Empezó a caer en que se utilizaba mucho la palabra libertad y cómo sus vecinos, que siempre se habían apartado de perder el tiempo en gente que no ofrecía verdaderas opciones de cambio reales y eficaces, se estaban acercando a posturas muy radicales. Estaba escuchando demasiados comentarios sobre extranjeros, los políticos e instituciones que sobraban, pagas a vagos, odio hacía causas que no les correspondían por ser frutos de otro árbol y, sobre todo, una devoción a los líderes más que a las ideas. Pero él, que se negaba a comentar y a enseñar a sus vecinos otras posturas por no tener tiempo salvo para reunir el dinero de una bombona o intentar no parecer un vago, sabía que todo eso era un engaño. Algo le decía que su barrio, ese que estaba años luz de poder vestir a posta como un pobre sin serlo, recordar la universidad en Granada, dar clases de guitarra, comprar una camisa todos los meses acorde a las modas imperantes, estaba más desesperado que nunca.
Advirtiendo que jamás la desesperación se había esfumado de allí, pensándolo bien, estaban siendo tratados como un experimento social pero esta vez desde el cinismo y sin disimular. Se decía que antes ser racista, al menos eso percibía, aunque no estaba de acuerdo con ensalzar tiempos pretéritos, era percibido como algo más anómalo. Pero que ahora no era tan censurado. Aunque ellos percibieran las miradas que los ricos echan a los pobres, ahora eran ellos quienes tenían servido a la carta un ser inferior al que poder triturar y odiar.
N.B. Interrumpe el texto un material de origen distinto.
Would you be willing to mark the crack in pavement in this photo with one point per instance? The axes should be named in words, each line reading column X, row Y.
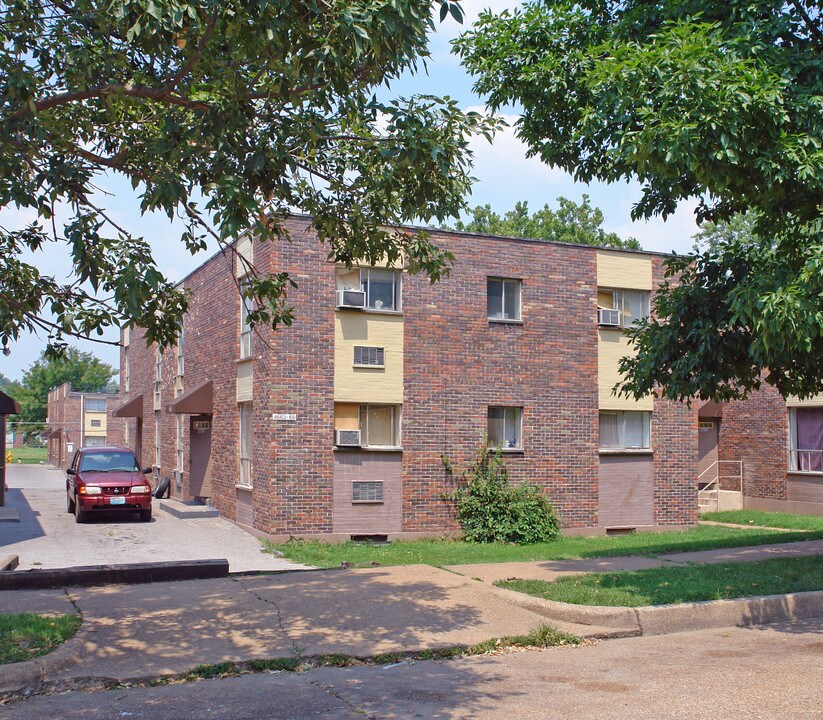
column 337, row 696
column 296, row 650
Parecía tener más efectos que aquella postura de polen entre sus vecinos dedicados al trabajo en negro o de baja cualificación y en manos de emprendedores liberales que los supeditaban a diez horas de jornada y a hacerles sentir partícipes de su proyecto sin ver ni un euro más al mes. Todo aquello iba pensando Antonio, meditando de nuevo aquellas palabras de moda. Repasando, aunque no pasó por el instituto, qué diferencias había entre comunismo, fascismo y libertad. Todo eso mientras de reojo veía resplandecer el Jerez que quería habitar y mirando la cuesta que lo separaba de su casa.